A man slices through zombies.Grasshopper Manufacture

One of my favorite parts of Romeo Is a Dead Man is completely divorced from its violent gameplay. Speaking with the Space-Time Police force’s resident nurse WorstPink and asking her to evaluate you will kick off what at first seems like a silly personality quiz before it shifts into a full-on dating sim parody. WorstPink asks Romeo a static series of questions and you’re given three possible responses from which to choose. The catch is that only one is correct, while the other two will immediately end the side quest and boot you back to the hub area, forced to start from the beginning again. I lost count of the number of times this happened to me, but finally, I managed to memorize the mini-game’s 99 questions and see the ending.

Unlike the rest of the game, where you can develop the necessary skills and knowledge to defeat any challenge Romeo Is a Dead Man throws at you, WorstPink’s mini-game is based on a little luck and a whole lot of trial-and-error. It was probably the most stressed I’ve ever gotten playing a video game. I wasn’t exactly sure why until it finally dawned on me: The multiple-choice conversation, with its fine line between success and failure, reminded me of navigating social situations in real life. This part of the game essentially simulates what it’s like to be neuroatypical, or at least the gut-wrenching confusion that arises when you aren’t sure of the “right” thing to say and choosing the “wrong” thing feels like a catastrophe. In the end, all you can do is try to do a little better the next time around.

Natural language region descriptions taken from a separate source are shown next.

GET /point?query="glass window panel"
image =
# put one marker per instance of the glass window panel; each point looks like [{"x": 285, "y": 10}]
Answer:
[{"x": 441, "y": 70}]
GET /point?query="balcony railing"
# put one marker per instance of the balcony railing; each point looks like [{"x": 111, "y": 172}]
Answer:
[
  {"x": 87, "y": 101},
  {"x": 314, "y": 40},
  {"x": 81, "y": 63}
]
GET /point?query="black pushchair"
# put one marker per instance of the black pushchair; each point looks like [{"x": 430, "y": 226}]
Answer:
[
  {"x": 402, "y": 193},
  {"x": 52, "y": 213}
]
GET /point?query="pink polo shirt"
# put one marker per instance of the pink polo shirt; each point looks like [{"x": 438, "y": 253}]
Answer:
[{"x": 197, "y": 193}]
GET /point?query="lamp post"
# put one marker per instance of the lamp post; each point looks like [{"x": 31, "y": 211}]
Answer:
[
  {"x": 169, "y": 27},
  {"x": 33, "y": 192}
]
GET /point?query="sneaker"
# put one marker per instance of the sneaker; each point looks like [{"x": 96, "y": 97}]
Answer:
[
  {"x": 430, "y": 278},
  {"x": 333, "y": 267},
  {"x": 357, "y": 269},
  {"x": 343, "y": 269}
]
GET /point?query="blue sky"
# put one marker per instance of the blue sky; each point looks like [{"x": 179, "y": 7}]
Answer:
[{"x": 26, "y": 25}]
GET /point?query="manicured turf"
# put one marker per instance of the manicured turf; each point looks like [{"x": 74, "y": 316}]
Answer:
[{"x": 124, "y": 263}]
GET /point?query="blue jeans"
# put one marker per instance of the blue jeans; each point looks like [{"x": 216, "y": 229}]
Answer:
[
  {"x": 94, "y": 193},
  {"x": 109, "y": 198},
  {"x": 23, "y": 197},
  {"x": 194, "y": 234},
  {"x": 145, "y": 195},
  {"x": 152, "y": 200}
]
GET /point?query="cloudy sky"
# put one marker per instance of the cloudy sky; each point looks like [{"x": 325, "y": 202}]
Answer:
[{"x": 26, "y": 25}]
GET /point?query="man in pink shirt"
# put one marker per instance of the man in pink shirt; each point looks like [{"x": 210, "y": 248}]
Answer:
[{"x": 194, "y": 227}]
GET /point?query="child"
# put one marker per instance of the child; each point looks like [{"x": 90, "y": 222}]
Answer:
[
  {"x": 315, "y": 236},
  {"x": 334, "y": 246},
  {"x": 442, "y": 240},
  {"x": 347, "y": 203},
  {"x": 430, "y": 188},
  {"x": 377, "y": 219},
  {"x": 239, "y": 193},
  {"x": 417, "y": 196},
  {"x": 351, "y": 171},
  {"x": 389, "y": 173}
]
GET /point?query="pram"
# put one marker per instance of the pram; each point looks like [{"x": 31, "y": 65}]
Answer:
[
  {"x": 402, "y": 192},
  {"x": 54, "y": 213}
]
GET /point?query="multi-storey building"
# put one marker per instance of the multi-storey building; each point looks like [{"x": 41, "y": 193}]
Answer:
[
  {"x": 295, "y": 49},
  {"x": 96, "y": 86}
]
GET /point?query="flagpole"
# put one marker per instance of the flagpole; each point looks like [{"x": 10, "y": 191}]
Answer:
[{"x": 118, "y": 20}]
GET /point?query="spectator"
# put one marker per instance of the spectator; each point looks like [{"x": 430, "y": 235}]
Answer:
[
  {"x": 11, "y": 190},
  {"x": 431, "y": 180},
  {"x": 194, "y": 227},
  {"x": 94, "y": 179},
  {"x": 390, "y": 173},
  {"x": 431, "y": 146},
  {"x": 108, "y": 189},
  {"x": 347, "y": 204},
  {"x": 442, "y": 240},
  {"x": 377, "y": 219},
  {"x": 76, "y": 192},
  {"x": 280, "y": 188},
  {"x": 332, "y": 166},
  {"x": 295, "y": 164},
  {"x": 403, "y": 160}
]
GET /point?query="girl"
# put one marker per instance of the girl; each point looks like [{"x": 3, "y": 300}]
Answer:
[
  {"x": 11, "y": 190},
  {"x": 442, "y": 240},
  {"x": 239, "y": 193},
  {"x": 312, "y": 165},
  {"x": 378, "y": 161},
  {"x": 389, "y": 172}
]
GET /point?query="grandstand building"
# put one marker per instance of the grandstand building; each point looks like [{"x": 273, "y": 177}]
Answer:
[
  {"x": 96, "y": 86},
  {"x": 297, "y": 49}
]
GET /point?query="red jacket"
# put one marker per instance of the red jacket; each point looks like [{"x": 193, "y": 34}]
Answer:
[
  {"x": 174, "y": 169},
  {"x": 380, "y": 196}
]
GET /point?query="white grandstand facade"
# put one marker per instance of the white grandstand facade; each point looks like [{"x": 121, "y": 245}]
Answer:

Romeo Is a Dead Man is full of little moments like this, mixed media distractions from the bloodshed that seem pointless before eventually taking on a greater meaning. They aren’t specifically built to tickle consumers’ dopamine pathways. They won’t always hit you the same way—or at all—but allowing Romeo to wash over you rather than trying to package its complexities in a neat little box will let you walk away with at least one thing to appreciate. Suda51 and the team he’s gathered at Grasshopper Manufacture continues to put out games that function both as entertaining distractions from the pressures of reality and thought-provoking art installations. It’s almost like having your cake and eating it too.